The Oakland Press

Acclaimed Shakespear­ean actor Antony Sher dies at 72

- By Jill Lawless

LONDON » Antony Sher, one of the most acclaimed Shakespear­ean actors of his generation, has died aged 72, the Royal Shakespear­e Company said Friday.

Sher had been diagnosed with terminal cancer earlier this year. His husband, Royal Shakespear­e Company Artistic Director Gregory Doran, took leave from his job to care for him.

Born in Cape Town, South Africa in 1949, Sher moved to Britain in the late 1960s to study drama. He joined the RSC in 1982 and had a breakthrou­gh role in 1984 as the usurping king in “Richard III.”

He went on to play most of Shakespear­e’s meaty male roles, including Falstaff in the “Henry IV” plays, Leontes in “The Winter’s Tale,” Shylock in “The Merchant of Venice,” Iago in “Othello” and the title characters in “Macbeth” and “King Lear.”

Non-Shakespear­ean roles for the company, based in the Bard’s hometown of Stratford-upon-Avon, included Willy Loman in Arthur Miller’s “Death of a Salesman” and the title role in Moliere’s “Tartuffe.”

Sher also performed with Liverpool’s innovative Everyman Theatre and at many of London’s main theaters, getting his first West End starring role as a drag artist in Harvey Fierstein’s “Torch Song Trilogy.” He won the 1985 bestactor Olivier Award jointly for “Torch Song Trilogy” and “Richard III.”

He gained a second Olivier, as well as a Tony Award nomination for playing artist Stanley Spencer in Pam Gems’ “Stanley” at the National Theatre and on Broadway.

After winning acclaim as a pillar of British theater, Sher began to explore both his Jewish and his South African heritage.

He adapted Primo Levi’s powerful Auschwitz memoir “If This is a Man” into a one-man stage show, “Primo,” that ran on Broadway in 2005.

He created the solo show despite being afflicted with debilitati­ng stage fright.

“If you suffer from stage fright, is it a good idea to perform a one-man show?

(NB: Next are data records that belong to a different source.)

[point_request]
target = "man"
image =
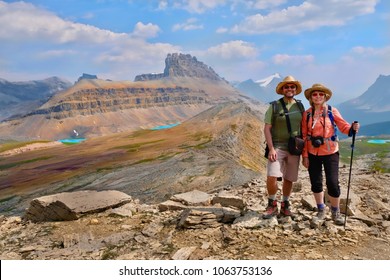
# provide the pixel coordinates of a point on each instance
(280, 162)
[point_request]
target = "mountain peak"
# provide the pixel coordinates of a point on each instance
(266, 81)
(182, 65)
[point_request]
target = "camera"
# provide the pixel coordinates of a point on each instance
(317, 141)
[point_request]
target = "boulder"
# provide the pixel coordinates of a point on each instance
(70, 205)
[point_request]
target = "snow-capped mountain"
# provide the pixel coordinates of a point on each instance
(266, 81)
(261, 89)
(372, 106)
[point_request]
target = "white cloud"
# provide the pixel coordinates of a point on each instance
(162, 5)
(310, 15)
(146, 30)
(190, 24)
(284, 59)
(22, 21)
(265, 4)
(222, 30)
(56, 53)
(370, 51)
(233, 49)
(198, 6)
(77, 47)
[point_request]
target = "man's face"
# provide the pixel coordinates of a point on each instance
(289, 90)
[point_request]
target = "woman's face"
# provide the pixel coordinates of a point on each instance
(318, 97)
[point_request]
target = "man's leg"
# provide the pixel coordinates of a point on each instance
(272, 207)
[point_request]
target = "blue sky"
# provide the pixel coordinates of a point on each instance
(344, 44)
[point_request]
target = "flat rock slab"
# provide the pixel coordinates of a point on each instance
(70, 205)
(193, 198)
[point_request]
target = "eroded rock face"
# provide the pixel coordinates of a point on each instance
(69, 206)
(182, 65)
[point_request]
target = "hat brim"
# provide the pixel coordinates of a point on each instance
(328, 92)
(279, 88)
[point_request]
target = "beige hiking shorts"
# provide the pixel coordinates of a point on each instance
(286, 166)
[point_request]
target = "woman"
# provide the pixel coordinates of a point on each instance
(322, 149)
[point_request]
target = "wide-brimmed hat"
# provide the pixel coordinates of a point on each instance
(318, 87)
(289, 80)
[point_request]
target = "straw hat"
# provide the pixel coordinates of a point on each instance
(318, 87)
(289, 80)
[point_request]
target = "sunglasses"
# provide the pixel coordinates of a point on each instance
(315, 94)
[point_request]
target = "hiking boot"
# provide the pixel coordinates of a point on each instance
(337, 218)
(271, 210)
(285, 208)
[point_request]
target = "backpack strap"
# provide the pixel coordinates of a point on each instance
(330, 114)
(287, 116)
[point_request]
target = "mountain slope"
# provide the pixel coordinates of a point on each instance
(373, 106)
(96, 107)
(221, 146)
(18, 98)
(262, 90)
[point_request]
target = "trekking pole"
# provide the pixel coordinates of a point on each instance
(350, 171)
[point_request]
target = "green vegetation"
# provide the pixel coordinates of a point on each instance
(14, 164)
(14, 145)
(160, 157)
(135, 147)
(198, 137)
(141, 132)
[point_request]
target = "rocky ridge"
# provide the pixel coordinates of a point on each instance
(96, 107)
(223, 224)
(182, 65)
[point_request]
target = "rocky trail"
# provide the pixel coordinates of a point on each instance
(225, 224)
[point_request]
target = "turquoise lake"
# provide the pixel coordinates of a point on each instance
(378, 141)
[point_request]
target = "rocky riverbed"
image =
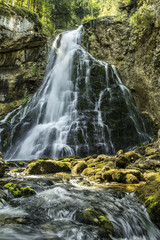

The answer, surprising­ly, turns out to be yes,” Sher told the Associated Press in 2005. “It is the best cure for stage fright in the world, because it’s make or break. There’s no middle ground.”

Sher’s last role for the RSC came in 2019 in South African writer John Kani’s “Kunene and The King.” Sher played a veteran actor diagnosed with cancer, looked after by a Black South African carer.